Patrick H. Chen
MulCode: A Multiplicative Multi-way Model for Compressing Neural Language Model
Yukun Ma | Patrick H. Chen | Cho-Jui Hsieh
Proceedings of the 2019 Conference on Empirical Methods in Natural Language Processing and the 9th International Joint Conference on Natural Language Processing (EMNLP-IJCNLP)
It is challenging to deploy deep neural nets on memory-constrained devices due to the explosion of numbers of parameters. Especially, the input embedding layer and Softmax layer usually dominate the memory usage in an RNN-based language model. For example, input embedding and Softmax matrices in IWSLT-2014 German-to-English data set account for more than 80% of the total model parameters. To compress these embedding layers, we propose MulCode, a novel multi-way multiplicative neural compressor. MulCode learns an adaptively created matrix and its multiplicative compositions. Together with a prior weighted loss, Multicode is more effective than the state-of-the-art compression methods. On the IWSLT-2014 machine translation data set, MulCode achieved 17 times compression rate for the embedding and Softmax matrices, and when combined with quantization technique, our method can achieve 41.38 times compression rate with very little loss in performance.
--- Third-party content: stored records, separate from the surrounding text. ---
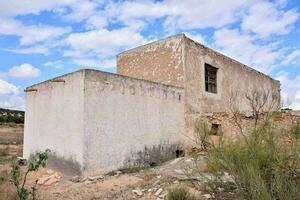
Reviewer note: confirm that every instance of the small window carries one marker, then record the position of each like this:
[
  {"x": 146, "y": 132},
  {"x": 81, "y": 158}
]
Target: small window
[{"x": 210, "y": 78}]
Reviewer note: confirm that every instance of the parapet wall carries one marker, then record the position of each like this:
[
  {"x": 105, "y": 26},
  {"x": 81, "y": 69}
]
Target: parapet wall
[{"x": 124, "y": 115}]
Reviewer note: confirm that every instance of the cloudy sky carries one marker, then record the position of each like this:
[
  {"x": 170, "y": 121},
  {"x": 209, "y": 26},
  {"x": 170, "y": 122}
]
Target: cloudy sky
[{"x": 42, "y": 39}]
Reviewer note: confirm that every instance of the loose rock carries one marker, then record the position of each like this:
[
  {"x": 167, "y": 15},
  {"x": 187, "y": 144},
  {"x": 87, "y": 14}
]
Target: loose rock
[
  {"x": 138, "y": 192},
  {"x": 158, "y": 192}
]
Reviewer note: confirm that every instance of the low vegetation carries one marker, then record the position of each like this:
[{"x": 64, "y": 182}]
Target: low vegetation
[
  {"x": 179, "y": 193},
  {"x": 11, "y": 116},
  {"x": 18, "y": 179},
  {"x": 264, "y": 165}
]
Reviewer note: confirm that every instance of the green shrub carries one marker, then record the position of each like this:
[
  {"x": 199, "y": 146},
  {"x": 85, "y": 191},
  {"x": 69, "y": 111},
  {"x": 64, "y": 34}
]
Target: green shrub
[
  {"x": 4, "y": 152},
  {"x": 263, "y": 165},
  {"x": 179, "y": 193},
  {"x": 18, "y": 180}
]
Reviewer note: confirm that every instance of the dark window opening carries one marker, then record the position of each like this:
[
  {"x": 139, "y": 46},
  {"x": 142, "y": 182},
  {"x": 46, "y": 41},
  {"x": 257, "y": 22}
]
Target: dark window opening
[
  {"x": 215, "y": 129},
  {"x": 210, "y": 78}
]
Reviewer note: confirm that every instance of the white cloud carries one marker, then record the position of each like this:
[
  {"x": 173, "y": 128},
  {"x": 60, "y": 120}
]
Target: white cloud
[
  {"x": 98, "y": 63},
  {"x": 10, "y": 96},
  {"x": 15, "y": 7},
  {"x": 244, "y": 48},
  {"x": 57, "y": 64},
  {"x": 265, "y": 19},
  {"x": 97, "y": 47},
  {"x": 24, "y": 71},
  {"x": 104, "y": 41},
  {"x": 7, "y": 88},
  {"x": 188, "y": 14},
  {"x": 197, "y": 37},
  {"x": 38, "y": 49},
  {"x": 290, "y": 90},
  {"x": 292, "y": 58},
  {"x": 31, "y": 34}
]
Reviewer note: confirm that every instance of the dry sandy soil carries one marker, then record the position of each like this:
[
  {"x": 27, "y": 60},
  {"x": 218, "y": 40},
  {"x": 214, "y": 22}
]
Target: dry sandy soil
[{"x": 146, "y": 184}]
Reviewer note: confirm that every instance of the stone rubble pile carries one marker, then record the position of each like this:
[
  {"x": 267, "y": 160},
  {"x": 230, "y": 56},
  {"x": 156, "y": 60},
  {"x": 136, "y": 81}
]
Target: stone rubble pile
[{"x": 50, "y": 178}]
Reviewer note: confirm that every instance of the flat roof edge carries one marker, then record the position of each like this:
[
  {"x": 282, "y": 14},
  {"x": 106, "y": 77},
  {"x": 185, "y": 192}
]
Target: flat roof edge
[
  {"x": 102, "y": 72},
  {"x": 231, "y": 59}
]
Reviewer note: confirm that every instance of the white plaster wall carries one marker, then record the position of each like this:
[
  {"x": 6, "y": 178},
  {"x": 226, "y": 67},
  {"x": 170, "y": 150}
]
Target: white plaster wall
[
  {"x": 123, "y": 115},
  {"x": 54, "y": 117}
]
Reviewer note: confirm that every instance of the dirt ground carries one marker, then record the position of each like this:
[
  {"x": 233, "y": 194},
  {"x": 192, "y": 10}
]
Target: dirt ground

Efficient Contextual Representation Learning With Continuous Outputs
Liunian Harold Li | Patrick H. Chen | Cho-Jui Hsieh | Kai-Wei Chang
Transactions of the Association for Computational Linguistics, Volume 7
Contextual representation models have achieved great success in improving various downstream natural language processing tasks. However, these language-model-based encoders are difficult to train due to their large parameter size and high computational complexity. By carefully examining the training procedure, we observe that the softmax layer, which predicts a distribution of the target word, often induces significant overhead, especially when the vocabulary size is large. Therefore, we revisit the design of the output layer and consider directly predicting the pre-trained embedding of the target word for a given context. When applied to ELMo, the proposed approach achieves a 4-fold speedup and eliminates 80% trainable parameters while achieving competitive performance on downstream tasks. Further analysis shows that the approach maintains the speed advantage under various settings, even when the sentence encoder is scaled up.